By the end of her stay in the room, her only objective is to free the woman behind the wallpaper, thus to free her own individuality. During the day, she can do whatever she wants; she can write and she can "creep," but at night she goes back behind the bars, since her husband is with her. She finally realizes that John is her enemy and that she is forced to hide her true self in his presence. She also sees other women imprisoned by wallpaper along with her and sees their suffering, but she can only help them during the day. She notes that those women would be better off dead than strangled by the pattern on the wallpaper.
She finally realizes that she can't take the oppression anymore and that she would rather die than go back behind the pattern.
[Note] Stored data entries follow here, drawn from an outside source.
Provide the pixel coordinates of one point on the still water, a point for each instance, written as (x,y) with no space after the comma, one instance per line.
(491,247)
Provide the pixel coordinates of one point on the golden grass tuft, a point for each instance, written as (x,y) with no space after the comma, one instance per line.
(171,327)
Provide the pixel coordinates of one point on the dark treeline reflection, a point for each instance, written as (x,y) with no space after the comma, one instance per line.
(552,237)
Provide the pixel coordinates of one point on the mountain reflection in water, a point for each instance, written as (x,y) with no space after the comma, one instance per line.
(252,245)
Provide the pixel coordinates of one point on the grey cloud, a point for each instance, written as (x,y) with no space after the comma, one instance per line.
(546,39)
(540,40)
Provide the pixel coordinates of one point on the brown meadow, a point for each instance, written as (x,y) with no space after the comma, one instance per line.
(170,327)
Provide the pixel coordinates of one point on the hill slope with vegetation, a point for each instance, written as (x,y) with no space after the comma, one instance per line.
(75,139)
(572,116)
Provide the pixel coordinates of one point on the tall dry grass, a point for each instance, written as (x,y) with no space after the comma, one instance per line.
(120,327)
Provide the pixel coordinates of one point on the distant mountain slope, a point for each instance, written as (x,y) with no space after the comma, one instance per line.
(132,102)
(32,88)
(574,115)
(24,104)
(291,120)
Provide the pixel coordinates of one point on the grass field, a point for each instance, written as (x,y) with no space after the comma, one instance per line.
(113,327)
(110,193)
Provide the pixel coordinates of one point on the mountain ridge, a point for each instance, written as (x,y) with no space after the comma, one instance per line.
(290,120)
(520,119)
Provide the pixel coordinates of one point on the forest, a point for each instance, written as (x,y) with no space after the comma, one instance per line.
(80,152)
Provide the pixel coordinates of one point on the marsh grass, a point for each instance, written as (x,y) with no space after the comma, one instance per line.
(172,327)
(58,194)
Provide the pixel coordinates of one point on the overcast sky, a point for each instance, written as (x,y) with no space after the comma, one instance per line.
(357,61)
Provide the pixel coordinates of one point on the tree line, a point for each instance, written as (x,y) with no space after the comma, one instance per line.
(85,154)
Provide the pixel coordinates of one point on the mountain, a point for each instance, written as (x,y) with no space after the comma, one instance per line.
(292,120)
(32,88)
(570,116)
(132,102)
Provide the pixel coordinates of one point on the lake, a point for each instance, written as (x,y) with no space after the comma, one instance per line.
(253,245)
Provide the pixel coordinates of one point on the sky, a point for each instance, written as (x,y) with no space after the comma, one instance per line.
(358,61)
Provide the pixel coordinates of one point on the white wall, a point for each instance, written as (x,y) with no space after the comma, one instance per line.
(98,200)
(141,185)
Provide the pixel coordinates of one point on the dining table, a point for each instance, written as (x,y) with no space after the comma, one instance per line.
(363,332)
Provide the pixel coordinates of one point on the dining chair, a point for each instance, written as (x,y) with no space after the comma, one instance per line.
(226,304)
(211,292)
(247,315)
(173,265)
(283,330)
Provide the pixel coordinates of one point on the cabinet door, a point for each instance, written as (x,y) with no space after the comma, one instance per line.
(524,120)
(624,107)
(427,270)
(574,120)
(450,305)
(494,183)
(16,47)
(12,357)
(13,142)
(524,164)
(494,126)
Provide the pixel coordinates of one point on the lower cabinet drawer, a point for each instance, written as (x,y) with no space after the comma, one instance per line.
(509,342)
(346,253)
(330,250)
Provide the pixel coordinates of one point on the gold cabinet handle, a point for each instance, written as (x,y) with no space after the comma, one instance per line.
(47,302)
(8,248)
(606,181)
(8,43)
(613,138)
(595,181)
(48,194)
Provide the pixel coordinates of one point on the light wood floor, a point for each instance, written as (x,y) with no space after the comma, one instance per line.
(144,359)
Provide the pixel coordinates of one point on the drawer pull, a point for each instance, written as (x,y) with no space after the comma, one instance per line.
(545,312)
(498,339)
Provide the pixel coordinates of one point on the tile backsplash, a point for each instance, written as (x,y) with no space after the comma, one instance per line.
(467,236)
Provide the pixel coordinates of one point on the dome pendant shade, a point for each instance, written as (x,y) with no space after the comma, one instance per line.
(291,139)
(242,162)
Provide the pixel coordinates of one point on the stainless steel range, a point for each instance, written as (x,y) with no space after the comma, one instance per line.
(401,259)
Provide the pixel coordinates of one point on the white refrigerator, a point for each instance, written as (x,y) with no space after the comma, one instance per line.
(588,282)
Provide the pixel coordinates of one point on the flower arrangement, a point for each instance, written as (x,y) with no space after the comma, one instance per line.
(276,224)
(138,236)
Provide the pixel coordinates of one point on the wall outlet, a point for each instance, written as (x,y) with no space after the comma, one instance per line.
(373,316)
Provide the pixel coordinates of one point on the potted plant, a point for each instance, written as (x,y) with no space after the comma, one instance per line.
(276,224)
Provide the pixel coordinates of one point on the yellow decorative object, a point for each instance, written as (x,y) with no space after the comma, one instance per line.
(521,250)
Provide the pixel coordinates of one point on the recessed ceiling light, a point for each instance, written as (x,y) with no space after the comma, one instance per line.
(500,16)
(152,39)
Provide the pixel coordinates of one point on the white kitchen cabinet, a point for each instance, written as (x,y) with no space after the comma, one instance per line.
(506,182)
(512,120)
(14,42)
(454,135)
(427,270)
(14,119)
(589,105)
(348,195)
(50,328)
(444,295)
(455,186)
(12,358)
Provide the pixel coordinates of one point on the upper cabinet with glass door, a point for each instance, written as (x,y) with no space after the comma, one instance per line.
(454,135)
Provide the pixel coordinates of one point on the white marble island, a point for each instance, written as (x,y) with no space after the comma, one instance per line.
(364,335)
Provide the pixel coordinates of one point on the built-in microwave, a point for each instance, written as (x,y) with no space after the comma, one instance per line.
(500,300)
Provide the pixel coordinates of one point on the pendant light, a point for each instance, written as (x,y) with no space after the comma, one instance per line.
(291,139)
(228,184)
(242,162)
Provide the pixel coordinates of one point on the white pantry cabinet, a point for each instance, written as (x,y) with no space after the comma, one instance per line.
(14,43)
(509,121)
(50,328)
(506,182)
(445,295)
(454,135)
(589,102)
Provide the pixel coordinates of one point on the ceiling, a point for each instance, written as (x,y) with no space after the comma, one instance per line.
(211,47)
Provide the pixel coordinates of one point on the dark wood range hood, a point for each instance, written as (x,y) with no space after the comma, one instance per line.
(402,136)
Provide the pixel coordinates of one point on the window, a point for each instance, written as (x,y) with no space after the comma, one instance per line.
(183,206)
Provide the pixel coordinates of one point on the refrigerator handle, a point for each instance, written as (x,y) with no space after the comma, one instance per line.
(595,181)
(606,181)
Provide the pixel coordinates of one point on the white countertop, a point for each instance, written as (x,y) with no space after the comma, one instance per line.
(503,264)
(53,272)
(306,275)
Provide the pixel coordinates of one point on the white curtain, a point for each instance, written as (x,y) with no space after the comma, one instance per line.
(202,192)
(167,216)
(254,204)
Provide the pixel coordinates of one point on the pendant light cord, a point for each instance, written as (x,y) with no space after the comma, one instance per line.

Even though at the end, she tries to gain some control by locking the door and creeping around as she pleases, she also realizes that someone will always be able to break down that door and take control over her. She is not able to fight the oppression and, at the same time, she can no longer compromise with it, so she ultimately looses her own mind. However, in her insanity she is free of the depressing thoughts of her miserable existence and she can no longer be controlled by anyone.
In "The Yellow Wallpaper," Gilman demonstrated how suppressing women's rights to act upon their own will can lead to tragic outcomes. She used strong symbolism to emphasize the effect of oppression on individuality and showed how hard it is to fight for your rights. Moreover, her heroine was so strongly conditioned by society that she herself believed in the role assigned to her and did not see any way out of her situation. Gilman's heroine lacked bravery to stand up to her husband, but she also did not resubmit to him at the end. The desire to be free and inability to reach that desire threw her into despair and frustration, which in return lead to the tragic destruction of her mind.

Works Cited
Kennedy, X. J. and Dana Gioia. An Introduction to Fiction. 9th ed. New York: Pearson, 2005.